Örtlich berücksichtigt wurden die Hauptbahnhöfe der Städte Köln, Essen, Düsseldorf, Duis­burg und Dortmund, deren Vorplätze sowie angrenzende Straßenbereiche, soweit dort Fälle mit einem Bahnhofsbezug festgestellt wurden.

Die Anlagen 1 bis 5 weisen getrennt nach den Städten die Anzahl der erfassten Straftaten aufgeschlüsselt nach Delikten, die Anzahl der Tatverdächtigen aufgeschlüsselt nach Delikten, die Staatsbürgerschaften der Tatverdächtigen und die Vornamen der deutschen Tatverdäch­tigen aus.

Daten zu Ordnungswidrigkeiten, zu Vorstrafen von Tatverdächtigen sowie zu sonstigen poli­zeilichen Erkenntnissen werden in der PKS nicht erfasst.

  1. An welchen dieser oder anderer Bahnhöfe ist der Bundespolizei entsprechend § 65 Absatz 1 BPolG kooperationsrechtlich eine Zuständigkeit nach § 3 BPolG auf Area­len eingeräumt, die rechtlich nicht zum Gebiet der Eisenbahnen des Bundes gehö­ren?

Außerhalb der originären gefahrenabwehrenden Zuständigkeit erfolgt ein Einschreiten der Bundespolizei im Zuständigkeitsbereich der Polizei Nordrhein-Westfalen auf Grundlage des § 65 Abs. 1 Gesetz über die Bundespolizei (BPolG) i. V. m. § 9 des Gesetzes über die Orga­nisation und die Zuständigkeit der Polizei im Lande Nordrhein-Westfalen (POG NRW).
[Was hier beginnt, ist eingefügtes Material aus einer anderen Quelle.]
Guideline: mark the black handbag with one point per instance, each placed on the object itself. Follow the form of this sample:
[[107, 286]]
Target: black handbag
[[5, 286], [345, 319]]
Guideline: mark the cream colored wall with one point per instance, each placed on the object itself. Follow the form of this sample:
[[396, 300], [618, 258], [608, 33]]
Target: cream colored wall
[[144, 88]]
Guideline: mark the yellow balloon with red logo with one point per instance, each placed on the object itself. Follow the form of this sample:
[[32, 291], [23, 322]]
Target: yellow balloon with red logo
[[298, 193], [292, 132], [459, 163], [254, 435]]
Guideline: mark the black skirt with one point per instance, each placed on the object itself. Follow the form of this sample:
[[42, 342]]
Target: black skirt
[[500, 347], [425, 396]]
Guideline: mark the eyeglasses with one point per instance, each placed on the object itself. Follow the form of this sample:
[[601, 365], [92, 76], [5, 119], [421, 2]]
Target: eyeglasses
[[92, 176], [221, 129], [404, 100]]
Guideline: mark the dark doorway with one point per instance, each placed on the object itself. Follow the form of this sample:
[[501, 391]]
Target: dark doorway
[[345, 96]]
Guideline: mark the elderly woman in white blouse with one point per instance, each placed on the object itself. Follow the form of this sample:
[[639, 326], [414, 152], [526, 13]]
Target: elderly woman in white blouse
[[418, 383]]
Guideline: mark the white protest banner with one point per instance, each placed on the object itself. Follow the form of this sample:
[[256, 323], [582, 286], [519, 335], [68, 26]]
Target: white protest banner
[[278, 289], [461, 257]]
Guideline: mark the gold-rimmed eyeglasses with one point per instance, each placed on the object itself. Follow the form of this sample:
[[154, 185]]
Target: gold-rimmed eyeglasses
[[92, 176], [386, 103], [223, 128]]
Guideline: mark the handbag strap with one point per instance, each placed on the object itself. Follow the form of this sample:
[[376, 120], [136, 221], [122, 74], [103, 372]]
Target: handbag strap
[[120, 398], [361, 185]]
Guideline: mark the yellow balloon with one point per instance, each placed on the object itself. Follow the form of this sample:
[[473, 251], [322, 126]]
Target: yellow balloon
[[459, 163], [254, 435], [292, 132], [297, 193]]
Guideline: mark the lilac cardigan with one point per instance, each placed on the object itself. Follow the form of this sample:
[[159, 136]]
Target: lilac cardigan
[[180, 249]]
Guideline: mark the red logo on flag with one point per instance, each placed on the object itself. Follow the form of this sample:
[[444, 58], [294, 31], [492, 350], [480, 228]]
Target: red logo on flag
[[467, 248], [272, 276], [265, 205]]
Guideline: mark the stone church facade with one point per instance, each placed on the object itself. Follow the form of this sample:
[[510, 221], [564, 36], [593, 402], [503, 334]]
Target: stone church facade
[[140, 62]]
Dar­über hinaus besteht zwischen der Bundespolizeidirektion Sankt Augustin und dem Landesamt für Zentrale Polizeiliche Dienste Nordrhein-Westfalen eine „Zusammenarbeitsvereinbarung zur Bewältigung von Einsätzen aus besonderem Anlass“. Diese enthält Regelungen zur Füh­rung und Zusammenarbeit bei der gemeinsamen Bewältigung von Ein- sätzen aus besonde­rem Anlass. Deliktsfelder der „Straßenkriminalität“ werden von dieser Zusammenarbeitsver­einbarung nicht berücksichtigt.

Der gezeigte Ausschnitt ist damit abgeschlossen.